For his part, Belal Ag Charif, who was elected head of interim council, said that his government extended a hand of co-operation to all local and international parties “based on a non-negotiable Azawad principle, which is represented in the Azawadi people’s right to self-determination and to running their own affairs themselves”.
The interim leader laid out priorities going forward, including establishing security, forging an Azawad army, and creating a charter “that would establish the main principles of an Azawad constitution, which would consider the Qur’an and Sunnah as the source of legislation and stress respect for cultural diversity, opinion and political orientations of Azawad citizens”.
Ag Charif also called for “serious negotiations with Mali’s legitimate representatives on outstanding issues between the two states”.
As to dealing with the terrorist groups in the region, Ag Charif called on all armed Azawad groups to take part in the comprehensive national project which doesn’t exclude anyone and doesn’t accept anyone from outside.

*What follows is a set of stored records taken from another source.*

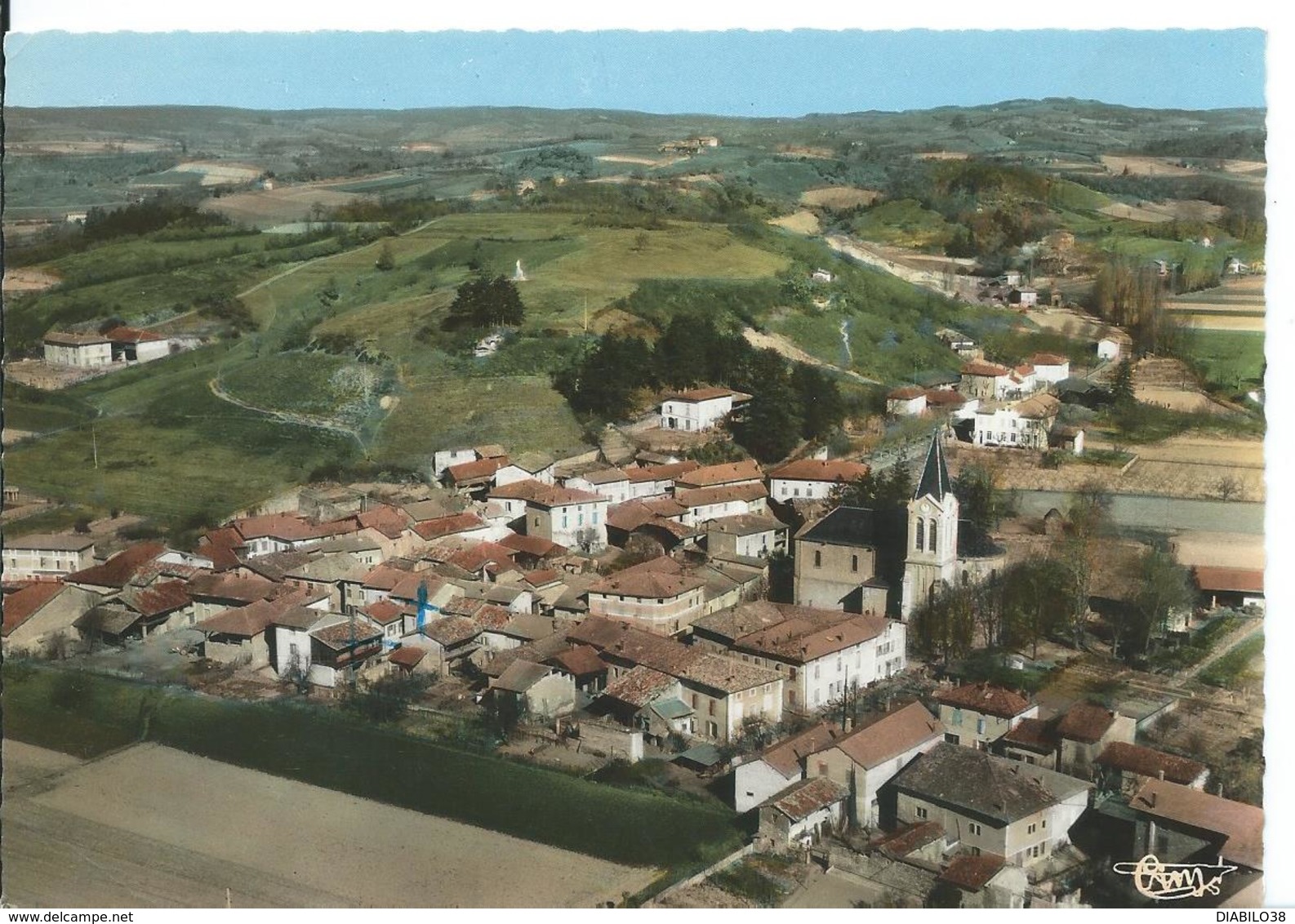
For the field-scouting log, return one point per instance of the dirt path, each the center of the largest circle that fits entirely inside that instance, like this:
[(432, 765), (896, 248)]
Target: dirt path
[(285, 415), (794, 353)]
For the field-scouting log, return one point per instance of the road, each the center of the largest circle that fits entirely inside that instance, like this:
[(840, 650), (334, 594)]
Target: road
[(1166, 514)]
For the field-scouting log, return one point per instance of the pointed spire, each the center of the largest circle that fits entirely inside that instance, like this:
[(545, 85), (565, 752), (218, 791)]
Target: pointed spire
[(935, 474)]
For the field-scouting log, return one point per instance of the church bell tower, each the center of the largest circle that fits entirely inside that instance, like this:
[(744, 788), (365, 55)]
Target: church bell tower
[(932, 532)]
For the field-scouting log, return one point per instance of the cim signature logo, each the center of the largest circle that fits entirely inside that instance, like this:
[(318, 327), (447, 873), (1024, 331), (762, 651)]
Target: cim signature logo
[(1171, 882)]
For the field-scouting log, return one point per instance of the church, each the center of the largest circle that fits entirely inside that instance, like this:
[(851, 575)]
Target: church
[(841, 558)]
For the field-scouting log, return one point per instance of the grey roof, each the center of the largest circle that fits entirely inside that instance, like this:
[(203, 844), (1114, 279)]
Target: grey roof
[(671, 709), (50, 543), (976, 783), (521, 676), (843, 526), (935, 474)]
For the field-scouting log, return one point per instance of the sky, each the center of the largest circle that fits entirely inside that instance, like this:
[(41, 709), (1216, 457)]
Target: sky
[(722, 73)]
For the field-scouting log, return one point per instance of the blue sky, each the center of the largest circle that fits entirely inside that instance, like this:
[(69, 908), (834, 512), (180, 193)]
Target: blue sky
[(725, 73)]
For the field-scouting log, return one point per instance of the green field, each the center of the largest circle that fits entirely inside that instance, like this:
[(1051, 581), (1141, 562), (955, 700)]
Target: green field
[(86, 714)]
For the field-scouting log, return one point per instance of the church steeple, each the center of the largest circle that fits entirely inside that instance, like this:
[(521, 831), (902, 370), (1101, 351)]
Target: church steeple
[(935, 474)]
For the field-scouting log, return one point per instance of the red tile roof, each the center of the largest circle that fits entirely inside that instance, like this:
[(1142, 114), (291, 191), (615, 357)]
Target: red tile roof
[(481, 470), (158, 599), (806, 797), (132, 335), (1242, 826), (988, 369), (545, 495), (1235, 580), (727, 473), (700, 395), (408, 655), (662, 473), (785, 756), (985, 698), (972, 873), (448, 526), (1085, 722), (1150, 762), (118, 570), (22, 605), (821, 470), (891, 735), (702, 497), (532, 545)]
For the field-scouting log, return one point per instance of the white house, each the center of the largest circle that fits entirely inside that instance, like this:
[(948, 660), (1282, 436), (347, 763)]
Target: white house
[(84, 351), (1025, 424), (778, 766), (527, 466), (813, 479), (697, 409), (610, 483), (576, 519), (656, 596), (824, 654), (1051, 368), (868, 757), (46, 555), (906, 402)]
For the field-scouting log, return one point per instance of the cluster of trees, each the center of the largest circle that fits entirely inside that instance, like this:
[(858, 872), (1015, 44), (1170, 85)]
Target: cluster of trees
[(1049, 596), (789, 400), (149, 215), (486, 302)]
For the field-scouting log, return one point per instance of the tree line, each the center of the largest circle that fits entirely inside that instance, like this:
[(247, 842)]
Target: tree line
[(790, 402)]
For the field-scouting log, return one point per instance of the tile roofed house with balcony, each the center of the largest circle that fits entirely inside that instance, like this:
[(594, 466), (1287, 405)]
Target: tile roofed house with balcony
[(526, 468), (39, 612), (729, 500), (698, 409), (576, 519), (1123, 767), (826, 652), (804, 811), (815, 479), (132, 344), (656, 480), (978, 714), (656, 596), (610, 483), (784, 762), (83, 351), (906, 402), (44, 555), (835, 562), (117, 571), (1182, 824), (987, 804), (1085, 730), (243, 634), (986, 380), (869, 756), (725, 474), (1235, 588)]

However, he rejected any military intervention in the region, saying calls for it were irresponsible.
However, some residents of Azawad viewed the interim government with scepticism, particularly with the presence armed groups such as Ansar al-Din, al-Qaeda in Islamic Maghreb (AQIM) and the Movement for Unity and Jihad in West Africa (MUJAO) that do not recognise the council.
“I think that there are challenges facing this council because it doesn’t have the representation of all political and armed factions in Azawad, and even the civil society is absent from its formation,” al-Mouloud Ould Ramadan, an Azawad Arabs spokesperson, told Magharebia. “As Arabs, we weren’t invited to participate, Ansar al-Din refused to take part, AQIM has a presence in Timbuktu and its suburbs, and the MNLA can’t militarily confront it.”
“The new government should have invited all citizens of this region to a comprehensive conference to discuss issues of concern to all of us,” he concluded. “In this way, we would come out with a clear view and form a vision about peacefully or militarily expelling al-Qaeda.”
But Mubarak Ag Mohamed from the MNLA media office told Magharebia that authorities were optimistic that all armed Azawad groups would join them, adding they would “wisely deal with non-Azawadis until they get out of our land”.
Meanwhile, as part of efforts to keep up with the work of new council, Gao young people formed what they called the “Co-ordination of Azawad Young Volunteers” (CJVA) led by al-Mubarak Ag al-Bashir with the aim of rescuing youths from Ansar al-Din, AQIM and MUJAO and monitoring the work of interim council.
“This co-ordination includes youths from all ethnicities in Azawad,” Mohamed Ag Ahmedu, a journalist and a member of the new group, told Magharebia. Ag Ahmedu explained that it was his group that mobilised people to take to the streets in demonstrations against extremists.
“In our work, we depend on persuasion and guidance to make young people renounce jihadist ideology because the extremist groups wash the brains of those young people,” he said.